For years, climate scientists have been making the case that we can and must limit the increase of the average global temperature to no more than two degrees Celsius compared to temperatures before widespread industrialization.
A recent study finds that may be harder to do than we expected.
The study, published in the journal Scientific Reports, has found that temperatures over land will continue to rise until the world finds a kind of climate equilibrium, even if we manage to keep greenhouse gas emissions at current levels.
Presently the oceans are acting as a massive heat sink, which brings down the rate of increase in the average global temperature, but doesn’t do much to impact rising land temperatures.
Eventually the oceans will have exhausted their ability to function as a heat sink, and the globe will reach equilibrium at a higher temperature than previously predicted.
“Even if carbon dioxide were somehow stabilized at current levels, additional warming will occur as we move towards an equilibrium state,” said lead author Dr. Chris Huntingford from the UK’s Centre for Ecology & Hydrology.
What this means is that even if the average global temperature change is limited to only two degrees, land temperatures are going to be warmer than that. This will impact most of human life, and a lot of plant and animal life as well.
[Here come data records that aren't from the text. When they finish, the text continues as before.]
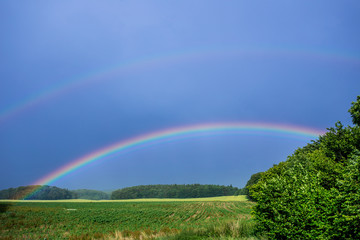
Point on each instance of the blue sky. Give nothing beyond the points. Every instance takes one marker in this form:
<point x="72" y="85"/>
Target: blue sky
<point x="104" y="71"/>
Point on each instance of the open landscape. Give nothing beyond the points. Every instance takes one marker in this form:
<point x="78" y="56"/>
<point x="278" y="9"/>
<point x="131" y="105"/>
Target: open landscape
<point x="179" y="120"/>
<point x="219" y="217"/>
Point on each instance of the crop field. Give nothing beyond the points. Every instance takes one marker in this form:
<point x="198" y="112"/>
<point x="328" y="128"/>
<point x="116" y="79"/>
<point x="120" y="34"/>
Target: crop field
<point x="146" y="219"/>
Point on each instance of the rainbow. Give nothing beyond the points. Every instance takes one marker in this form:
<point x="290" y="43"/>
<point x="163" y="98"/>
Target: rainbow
<point x="179" y="56"/>
<point x="180" y="133"/>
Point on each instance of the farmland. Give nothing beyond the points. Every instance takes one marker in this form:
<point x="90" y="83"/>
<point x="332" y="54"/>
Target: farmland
<point x="139" y="219"/>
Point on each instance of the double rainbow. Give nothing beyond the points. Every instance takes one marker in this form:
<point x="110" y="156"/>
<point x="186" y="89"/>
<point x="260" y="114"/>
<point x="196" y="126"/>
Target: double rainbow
<point x="183" y="132"/>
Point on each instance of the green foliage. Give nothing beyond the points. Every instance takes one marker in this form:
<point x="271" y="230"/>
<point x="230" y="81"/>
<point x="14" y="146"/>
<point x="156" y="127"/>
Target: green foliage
<point x="91" y="194"/>
<point x="315" y="194"/>
<point x="173" y="191"/>
<point x="355" y="111"/>
<point x="37" y="193"/>
<point x="109" y="220"/>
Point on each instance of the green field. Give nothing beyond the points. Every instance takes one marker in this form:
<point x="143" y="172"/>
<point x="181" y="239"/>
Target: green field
<point x="122" y="219"/>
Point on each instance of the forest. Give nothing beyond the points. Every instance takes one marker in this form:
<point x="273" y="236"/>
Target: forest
<point x="173" y="191"/>
<point x="144" y="191"/>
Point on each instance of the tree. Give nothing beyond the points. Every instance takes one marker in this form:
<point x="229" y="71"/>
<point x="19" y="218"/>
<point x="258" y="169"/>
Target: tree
<point x="315" y="193"/>
<point x="355" y="111"/>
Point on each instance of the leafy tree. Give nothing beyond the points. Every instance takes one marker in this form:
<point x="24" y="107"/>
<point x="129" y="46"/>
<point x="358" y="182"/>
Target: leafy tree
<point x="355" y="111"/>
<point x="315" y="193"/>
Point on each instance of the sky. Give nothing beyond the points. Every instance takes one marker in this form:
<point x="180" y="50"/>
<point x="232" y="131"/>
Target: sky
<point x="78" y="76"/>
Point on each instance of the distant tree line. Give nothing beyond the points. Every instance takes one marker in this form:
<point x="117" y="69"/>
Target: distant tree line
<point x="43" y="193"/>
<point x="174" y="191"/>
<point x="91" y="194"/>
<point x="253" y="180"/>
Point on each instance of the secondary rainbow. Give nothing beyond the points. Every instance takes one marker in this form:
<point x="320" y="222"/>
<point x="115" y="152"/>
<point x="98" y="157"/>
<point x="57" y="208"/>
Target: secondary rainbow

That may not be easy, though, but knowing what we do about how temperatures work over land versus over water, we can develop better ways to address those temperature changes.
Increased land temperatures will require us to find new or modified ways to mange crops, cities, livestock and natural spaces.
Of all life on the planet, humans are the best able to adapt to rising temperatures. We know what’s happening and why. Our plant and animal neighbors, however, are stuck relying on us to undo or mitigate the problems we’ve caused for the whole neighborhood.